For music based on harmony, however, your point is not true. There are already more than two step sizes (e.g., 9:8 vs 10:9), even in conventional Western music (except for keyboards etc.). One application of Helmholtz-Ellis and Sagittal notation is to accurately notate the pitch inflections that occur in conventional Western music.

Best
Torsten

On 10.09.2009, at 10:00, Hans Aberg wrote:
On 10 Sep 2009, at 10:26, Torsten Anders wrote:

It seems to be that that staff indicates the Pythagorean tuning, with accidentals to indicate offsets relative that. Right?

Exactly: nominals (c, d, e...) and the "common accientals" (natural, #, b, x, bb) denote a spiral of Pythagorean fifths. Other accidentals detune this Pythagorean by commas etc. Multiple comma-accidentals can be freely combined for notating arbitrary just intonation pitches. The Sagittal notation (http://users.bigpond.net.au/d.keenan/sagittal/ ) follows exactly the same idea.

Yes, I thought so.

This is in contrast, for example, to the older just intonation notation by Ben Johnston (see David B. Doty (2002). The Just Intonation Primer. Just Intonation Network), where some intervals between nominals are Pythagorean (e.g., C G) and others are a just third etc (e.g., C E). Accidentals again denotes various comma shifts exactly. However, as the notation is less uniform music not notated in C is harder to read. I assume this experience led to the development of the Pythagorean-based approach of the Helmholtz- Ellis and Sagittal notation.

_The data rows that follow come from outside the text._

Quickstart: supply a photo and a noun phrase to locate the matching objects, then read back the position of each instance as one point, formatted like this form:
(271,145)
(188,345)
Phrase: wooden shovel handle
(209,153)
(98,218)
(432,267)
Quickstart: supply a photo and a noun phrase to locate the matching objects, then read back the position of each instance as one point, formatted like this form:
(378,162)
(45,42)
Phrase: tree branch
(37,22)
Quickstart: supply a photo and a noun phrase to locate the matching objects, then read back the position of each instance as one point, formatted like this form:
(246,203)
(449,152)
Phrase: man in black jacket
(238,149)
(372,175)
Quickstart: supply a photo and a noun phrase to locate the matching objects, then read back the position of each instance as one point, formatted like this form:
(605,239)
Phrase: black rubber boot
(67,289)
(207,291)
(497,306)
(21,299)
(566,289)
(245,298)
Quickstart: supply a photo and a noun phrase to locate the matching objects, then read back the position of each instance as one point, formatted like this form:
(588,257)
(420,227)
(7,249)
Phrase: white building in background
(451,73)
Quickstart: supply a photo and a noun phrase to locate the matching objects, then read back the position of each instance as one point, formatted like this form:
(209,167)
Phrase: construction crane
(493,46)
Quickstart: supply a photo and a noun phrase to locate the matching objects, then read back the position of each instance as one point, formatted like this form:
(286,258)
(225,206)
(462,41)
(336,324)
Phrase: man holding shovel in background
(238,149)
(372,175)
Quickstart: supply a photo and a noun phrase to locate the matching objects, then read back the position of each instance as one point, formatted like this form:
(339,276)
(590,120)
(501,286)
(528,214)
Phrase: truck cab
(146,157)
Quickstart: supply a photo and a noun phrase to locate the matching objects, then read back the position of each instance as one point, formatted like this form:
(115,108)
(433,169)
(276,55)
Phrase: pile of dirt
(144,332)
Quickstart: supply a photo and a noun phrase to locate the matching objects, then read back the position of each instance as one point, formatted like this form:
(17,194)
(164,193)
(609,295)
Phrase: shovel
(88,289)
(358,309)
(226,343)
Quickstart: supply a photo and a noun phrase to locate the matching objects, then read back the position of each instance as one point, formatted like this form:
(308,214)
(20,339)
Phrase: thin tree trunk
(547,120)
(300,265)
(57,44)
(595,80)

The Sagittal notation allows for an even more fine-grained tuning (e.g., even comma fractions for adaptive just intonation), and also provides a single sign for each comma combination. However, I find the Helmholtz-Ellis notation more easy to read (signs differ more, less signs).

The Western musical notation system is limited to what I call a diatonic pitch system (as "extended meantone" suggest certain closeness to the major third).

For a major second M and minor second m, this is the system of pitches generated by p m + q M, where p, q are integers. The case (p, q) = (0,0) could be taken to be the tuning frequency. Sharps and flats alter with the interval M - m.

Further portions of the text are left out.